A Russian official in Kherson region, Andrey Alekseenko, said two people died in a village where one drone struck a car and a second drone was fired at a passenger who had managed to crawl away from the vehicle.
He said a separate attack killed two members of a repair crew that was working to restore mobile communications.
Another person was in hospital in critical condition.
Russian-installed officials in Donetsk in eastern Ukraine said two people had been killed there on Thursday by Ukrainian shelling and nine others were wounded.
Russia and Ukraine deny targeting civilians in the war that is now in its third year.

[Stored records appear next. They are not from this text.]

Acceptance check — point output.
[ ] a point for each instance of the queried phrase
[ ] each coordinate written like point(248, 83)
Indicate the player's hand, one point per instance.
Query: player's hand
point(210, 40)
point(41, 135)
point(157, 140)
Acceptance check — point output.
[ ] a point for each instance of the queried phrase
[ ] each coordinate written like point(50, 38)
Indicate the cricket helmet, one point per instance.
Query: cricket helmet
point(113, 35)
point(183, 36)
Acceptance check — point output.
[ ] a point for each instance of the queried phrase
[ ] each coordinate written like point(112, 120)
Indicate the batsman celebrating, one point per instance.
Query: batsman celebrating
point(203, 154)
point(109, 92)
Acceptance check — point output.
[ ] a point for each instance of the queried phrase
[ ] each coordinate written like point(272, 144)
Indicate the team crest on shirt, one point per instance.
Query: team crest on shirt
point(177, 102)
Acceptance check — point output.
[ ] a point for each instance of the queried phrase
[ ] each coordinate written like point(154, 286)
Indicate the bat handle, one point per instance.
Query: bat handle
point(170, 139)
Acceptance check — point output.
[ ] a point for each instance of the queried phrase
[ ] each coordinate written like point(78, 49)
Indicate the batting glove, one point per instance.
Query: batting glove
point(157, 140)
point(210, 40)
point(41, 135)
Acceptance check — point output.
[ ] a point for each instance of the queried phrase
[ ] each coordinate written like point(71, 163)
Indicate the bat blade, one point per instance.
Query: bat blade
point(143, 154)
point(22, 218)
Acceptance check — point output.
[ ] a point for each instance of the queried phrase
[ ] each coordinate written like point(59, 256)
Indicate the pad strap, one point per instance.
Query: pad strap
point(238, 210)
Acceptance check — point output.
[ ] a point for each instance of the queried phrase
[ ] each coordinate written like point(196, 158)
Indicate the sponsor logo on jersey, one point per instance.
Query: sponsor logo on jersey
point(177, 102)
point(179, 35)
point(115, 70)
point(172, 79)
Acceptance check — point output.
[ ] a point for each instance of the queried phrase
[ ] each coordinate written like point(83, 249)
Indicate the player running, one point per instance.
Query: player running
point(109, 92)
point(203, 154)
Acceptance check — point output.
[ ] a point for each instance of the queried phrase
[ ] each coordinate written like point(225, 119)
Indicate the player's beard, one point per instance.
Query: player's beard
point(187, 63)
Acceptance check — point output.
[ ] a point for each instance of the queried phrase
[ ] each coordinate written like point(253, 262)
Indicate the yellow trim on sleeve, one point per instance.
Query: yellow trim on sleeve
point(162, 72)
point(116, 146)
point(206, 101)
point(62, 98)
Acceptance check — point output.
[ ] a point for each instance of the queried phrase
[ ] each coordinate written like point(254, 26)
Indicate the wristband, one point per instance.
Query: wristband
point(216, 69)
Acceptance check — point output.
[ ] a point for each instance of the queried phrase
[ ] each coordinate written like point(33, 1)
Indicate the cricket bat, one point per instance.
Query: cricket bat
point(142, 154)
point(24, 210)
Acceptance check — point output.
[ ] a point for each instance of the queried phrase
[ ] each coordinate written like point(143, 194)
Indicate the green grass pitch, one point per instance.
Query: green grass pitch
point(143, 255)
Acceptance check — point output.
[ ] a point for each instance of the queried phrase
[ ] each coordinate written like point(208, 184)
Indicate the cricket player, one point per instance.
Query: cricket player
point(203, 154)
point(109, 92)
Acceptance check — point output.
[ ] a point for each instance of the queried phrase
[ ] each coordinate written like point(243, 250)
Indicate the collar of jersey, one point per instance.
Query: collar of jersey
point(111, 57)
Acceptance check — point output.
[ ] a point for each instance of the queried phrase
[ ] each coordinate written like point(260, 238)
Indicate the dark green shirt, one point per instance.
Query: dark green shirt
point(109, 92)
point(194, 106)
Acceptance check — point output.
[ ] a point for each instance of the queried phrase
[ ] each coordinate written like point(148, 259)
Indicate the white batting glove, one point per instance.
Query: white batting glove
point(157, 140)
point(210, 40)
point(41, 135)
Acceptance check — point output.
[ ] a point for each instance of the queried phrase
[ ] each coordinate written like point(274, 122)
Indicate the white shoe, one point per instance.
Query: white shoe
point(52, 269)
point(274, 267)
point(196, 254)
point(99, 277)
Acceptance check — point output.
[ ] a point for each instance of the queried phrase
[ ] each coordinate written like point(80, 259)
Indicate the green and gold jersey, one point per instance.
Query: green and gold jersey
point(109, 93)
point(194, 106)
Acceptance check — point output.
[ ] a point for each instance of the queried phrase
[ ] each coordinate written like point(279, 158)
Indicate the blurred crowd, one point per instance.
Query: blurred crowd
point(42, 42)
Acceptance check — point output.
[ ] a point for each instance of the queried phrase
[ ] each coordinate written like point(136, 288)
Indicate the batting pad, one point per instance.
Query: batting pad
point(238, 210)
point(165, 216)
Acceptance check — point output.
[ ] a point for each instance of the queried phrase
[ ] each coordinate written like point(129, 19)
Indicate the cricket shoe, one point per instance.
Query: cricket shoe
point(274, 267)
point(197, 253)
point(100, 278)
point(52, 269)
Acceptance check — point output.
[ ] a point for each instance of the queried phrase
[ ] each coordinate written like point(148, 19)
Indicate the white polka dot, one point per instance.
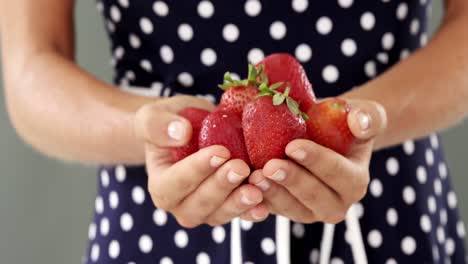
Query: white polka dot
point(330, 74)
point(442, 170)
point(105, 178)
point(402, 11)
point(205, 9)
point(114, 249)
point(230, 32)
point(314, 256)
point(126, 222)
point(94, 252)
point(425, 223)
point(414, 26)
point(370, 69)
point(166, 260)
point(138, 195)
point(431, 204)
point(166, 53)
point(392, 216)
point(303, 52)
point(185, 32)
point(388, 40)
point(409, 195)
point(113, 200)
point(440, 233)
point(367, 21)
point(255, 55)
point(159, 217)
point(203, 258)
point(99, 205)
point(278, 30)
point(374, 238)
point(146, 65)
point(437, 186)
point(135, 42)
point(429, 157)
point(120, 173)
point(408, 245)
point(348, 47)
point(104, 227)
point(181, 239)
point(92, 231)
point(298, 230)
point(145, 243)
point(246, 225)
point(345, 3)
point(115, 13)
point(449, 246)
point(146, 25)
point(208, 57)
point(392, 166)
point(324, 25)
point(376, 188)
point(218, 233)
point(268, 246)
point(253, 7)
point(461, 229)
point(421, 174)
point(160, 8)
point(452, 200)
point(300, 5)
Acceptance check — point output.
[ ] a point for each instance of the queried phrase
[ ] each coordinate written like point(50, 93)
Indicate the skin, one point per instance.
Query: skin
point(85, 120)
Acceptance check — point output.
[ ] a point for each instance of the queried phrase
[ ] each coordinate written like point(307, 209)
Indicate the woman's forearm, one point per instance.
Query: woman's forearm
point(429, 90)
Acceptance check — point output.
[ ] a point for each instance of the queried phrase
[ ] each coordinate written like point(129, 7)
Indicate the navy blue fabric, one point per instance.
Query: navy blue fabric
point(410, 212)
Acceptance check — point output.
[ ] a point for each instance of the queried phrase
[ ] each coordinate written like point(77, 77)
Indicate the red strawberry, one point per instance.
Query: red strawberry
point(282, 67)
point(328, 125)
point(269, 125)
point(195, 116)
point(224, 128)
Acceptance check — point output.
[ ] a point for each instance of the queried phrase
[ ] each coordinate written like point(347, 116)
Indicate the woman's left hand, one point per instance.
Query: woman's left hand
point(318, 184)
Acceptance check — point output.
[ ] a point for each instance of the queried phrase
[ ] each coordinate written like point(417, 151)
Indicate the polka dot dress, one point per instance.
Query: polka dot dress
point(168, 48)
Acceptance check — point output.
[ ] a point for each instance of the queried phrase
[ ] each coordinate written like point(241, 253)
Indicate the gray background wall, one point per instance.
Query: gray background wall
point(45, 205)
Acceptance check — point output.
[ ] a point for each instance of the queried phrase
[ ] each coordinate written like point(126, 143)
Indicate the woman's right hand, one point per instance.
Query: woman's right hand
point(205, 187)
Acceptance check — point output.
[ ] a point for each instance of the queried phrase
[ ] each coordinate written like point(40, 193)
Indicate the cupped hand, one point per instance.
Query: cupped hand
point(205, 187)
point(317, 184)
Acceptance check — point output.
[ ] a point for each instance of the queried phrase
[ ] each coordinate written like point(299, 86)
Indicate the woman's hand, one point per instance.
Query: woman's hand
point(206, 186)
point(319, 184)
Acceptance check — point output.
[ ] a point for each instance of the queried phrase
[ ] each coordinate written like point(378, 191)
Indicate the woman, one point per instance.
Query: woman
point(183, 47)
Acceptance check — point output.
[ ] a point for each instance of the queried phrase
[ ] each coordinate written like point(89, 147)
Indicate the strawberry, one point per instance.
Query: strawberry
point(224, 128)
point(282, 67)
point(195, 116)
point(269, 124)
point(328, 125)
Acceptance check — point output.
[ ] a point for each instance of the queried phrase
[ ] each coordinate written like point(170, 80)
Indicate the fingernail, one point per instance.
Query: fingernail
point(245, 200)
point(216, 161)
point(299, 155)
point(234, 177)
point(279, 175)
point(176, 130)
point(363, 120)
point(264, 185)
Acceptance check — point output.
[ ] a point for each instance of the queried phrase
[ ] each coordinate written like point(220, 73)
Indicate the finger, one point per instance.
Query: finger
point(281, 201)
point(341, 174)
point(242, 199)
point(211, 193)
point(169, 185)
point(257, 214)
point(308, 189)
point(367, 119)
point(159, 124)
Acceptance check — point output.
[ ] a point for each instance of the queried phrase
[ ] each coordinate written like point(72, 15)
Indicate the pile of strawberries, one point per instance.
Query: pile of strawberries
point(257, 117)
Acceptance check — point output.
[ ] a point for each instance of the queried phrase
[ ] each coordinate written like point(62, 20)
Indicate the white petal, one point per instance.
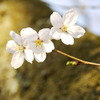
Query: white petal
point(76, 31)
point(40, 57)
point(44, 34)
point(37, 49)
point(29, 33)
point(28, 44)
point(70, 17)
point(56, 20)
point(17, 59)
point(17, 38)
point(67, 39)
point(11, 46)
point(29, 55)
point(55, 33)
point(48, 46)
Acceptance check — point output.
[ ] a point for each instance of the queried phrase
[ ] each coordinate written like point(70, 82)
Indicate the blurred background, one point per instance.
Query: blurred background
point(52, 79)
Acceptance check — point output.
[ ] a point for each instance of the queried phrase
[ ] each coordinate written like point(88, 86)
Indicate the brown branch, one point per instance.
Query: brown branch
point(77, 59)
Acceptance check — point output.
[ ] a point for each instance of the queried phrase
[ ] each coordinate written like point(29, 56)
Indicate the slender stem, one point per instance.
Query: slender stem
point(77, 59)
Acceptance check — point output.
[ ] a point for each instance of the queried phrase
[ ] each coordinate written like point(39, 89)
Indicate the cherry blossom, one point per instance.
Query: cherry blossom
point(64, 27)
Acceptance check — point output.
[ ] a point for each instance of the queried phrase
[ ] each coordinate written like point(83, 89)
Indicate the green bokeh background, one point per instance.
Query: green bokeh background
point(52, 79)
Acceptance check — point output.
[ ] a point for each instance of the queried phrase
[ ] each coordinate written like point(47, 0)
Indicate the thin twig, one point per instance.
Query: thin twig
point(81, 61)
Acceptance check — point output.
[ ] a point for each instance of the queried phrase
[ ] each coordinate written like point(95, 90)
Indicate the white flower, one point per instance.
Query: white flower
point(20, 49)
point(40, 42)
point(64, 28)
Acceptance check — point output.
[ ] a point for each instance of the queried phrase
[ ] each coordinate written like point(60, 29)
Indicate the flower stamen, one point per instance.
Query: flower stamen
point(38, 42)
point(20, 48)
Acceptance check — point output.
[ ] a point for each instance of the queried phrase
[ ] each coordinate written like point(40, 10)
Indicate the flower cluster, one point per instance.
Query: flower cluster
point(30, 45)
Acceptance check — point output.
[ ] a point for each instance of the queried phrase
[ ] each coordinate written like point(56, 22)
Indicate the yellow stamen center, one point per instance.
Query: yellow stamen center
point(38, 42)
point(64, 28)
point(20, 48)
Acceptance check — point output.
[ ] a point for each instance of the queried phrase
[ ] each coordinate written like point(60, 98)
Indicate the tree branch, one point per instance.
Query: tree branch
point(77, 59)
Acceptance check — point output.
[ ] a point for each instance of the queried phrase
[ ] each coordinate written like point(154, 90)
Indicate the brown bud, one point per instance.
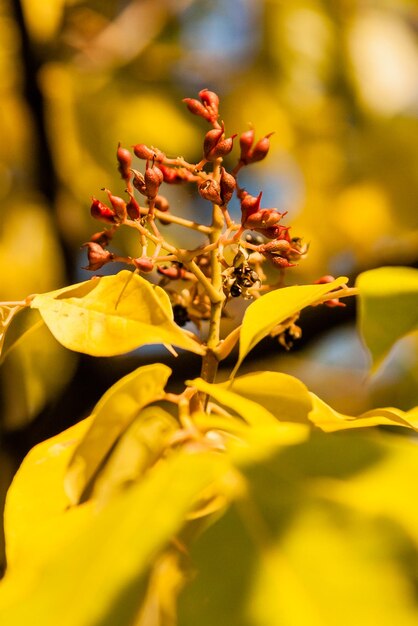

The United Nations Human Rights Monitoring Mission said in February that more than 10,000 civilians had been killed in Ukraine and nearly 20,000 wounded.
Inside Russia, a fire broke out near the central market in the southern city of Kursk on Thursday after air defence units downed a drone, one of four intercepted over the region, governor Roman Starovoit said.
Starovoit, writing on Telegram, said emergency services had been dispatched to the scene.
He said one drone had struck a private home and two fires had broken out in connection with that.
He reported no casualties.
Ukraine's military has repeatedly fired drones at three Russian border regions - Belgorod, Kursk and Voronezh.
Its forces have also shelled border areas, particularly in Belgorod region.